Ветер сменит ветры всех времён…
Как земля единственна на свете,
Так на ней — один Галактион.
X
Матерь Божия, солнце Мария!
Словно роза в дожде и в песке,
Жизнь моя — только сны золотые
Да лазурь в небесах, вдалеке.
Станут сумерки вестью тумана —
И когда рассветёт не в бреду,
Пивший вина с бессонницей — встану,
Как вдова, я к иконам приду.
Ночь не спавший, изведавший вина,
Прислонюсь я к церковным дверям.
Храм — лучей переполнит лавина,
Чтобы ризам сиять и дарам.
И тогда-то скажу: я вернулся —
Лебедь, раненный садом мечты!
Посмотри — я к ней с детства тянулся —
Как лица изменились черты!
Насладись! Погляди в мои очи —
Эти росы с фиалками грёз,
Горевавшие с винами ночи,
Полны местью беспамятных слёз!
Насладись! Тем ли живы поэты?
Лишь Тебя ожидая с мольбой,
Пусть душа, точно бабочка эта,
Под Твоею погибнет стопой.
Что бывает взамен? Я не знаю…
Где же счастье для душ на земле?
Словно Дант, я вернулся из Рая —
Ад измучил — я гибну во мгле!
И когда на пути, за ненастьем,
Смертный час осознаю вполне,
Даже вместе с последним причастьем
Не придёт Твоё имя ко мне!
Руки сложат… Порой ураганной
Унесут меня кони!.. Тогда,
Пивший вина с бессонницей странной,
Я в могилу сойду навсегда.
Матерь Божья! О солнце Мария!
Словно роза в дожде и в песке,
Жизнь моя — это сны золотые
И лазурь в небесах, вдалеке!
XI
Свиток в ладонях сжимая пергаментный,
Ангел на землю взирал безутешную.
Что же, прощай! Зря поверил я в памятный
Вечер с серьгою алмазною грешною!
Шепчут моления губы бескровные —
Он ещё вспомнит величие горнее!..
Замки Грааля с Лидийской часовнею
Рухнули, — вспыхнуло пение скорбное…
Как побледнела мечта остранённая,
Равная небу в лазурном сиянии,
Облако с тополем — музыкой стройною
В дымке азийской, в плену расстояния!..
Ангел пергамент держал — продолжением
Листья взлетали — не с ними ль терзаемся?

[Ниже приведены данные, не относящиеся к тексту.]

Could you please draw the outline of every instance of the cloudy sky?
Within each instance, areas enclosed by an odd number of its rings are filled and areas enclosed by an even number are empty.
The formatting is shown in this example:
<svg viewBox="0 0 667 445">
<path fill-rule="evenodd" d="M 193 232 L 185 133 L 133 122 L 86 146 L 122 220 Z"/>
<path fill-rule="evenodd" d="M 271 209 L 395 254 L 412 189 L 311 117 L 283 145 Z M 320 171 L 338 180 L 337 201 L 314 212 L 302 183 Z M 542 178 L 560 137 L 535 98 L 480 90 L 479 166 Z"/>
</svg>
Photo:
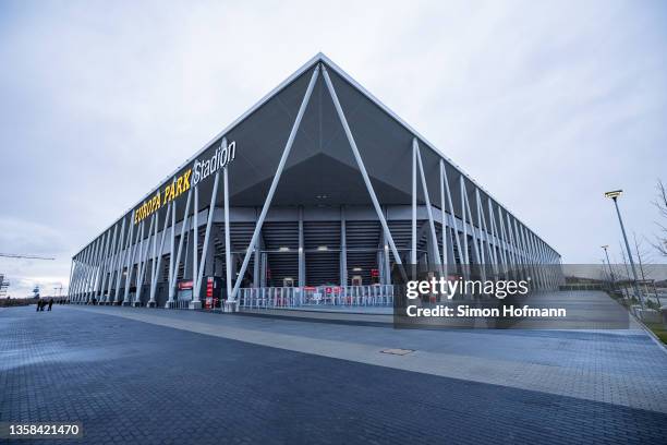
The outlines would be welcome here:
<svg viewBox="0 0 667 445">
<path fill-rule="evenodd" d="M 664 1 L 0 0 L 0 252 L 57 258 L 0 273 L 66 287 L 74 252 L 318 51 L 565 262 L 620 261 L 603 193 L 651 237 L 667 180 L 665 24 Z"/>
</svg>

Верил я зря. Мы томились сближением
Зря — и отныне навеки прощаемся!..
Вихри янтарные занавесь смяли,
Вечер от страха дрожит и стеснения,
Ветер стихает — и розы увяли…
Что же, прощай! Навсегда! Без сомнения!..
XII
Так светла моя жизнь, как прозрачно вино,
И сияет, покуда хватает в ней света.
В ней давно я упрочил величье поэта,
А бессмертье настанет — я понял давно.
Ясных дней хоровод всё такой же, не краше —
И подъемлю я чашу за здравие ваше,
Чьи знакомства — лишь страсти, увлёкшие слово.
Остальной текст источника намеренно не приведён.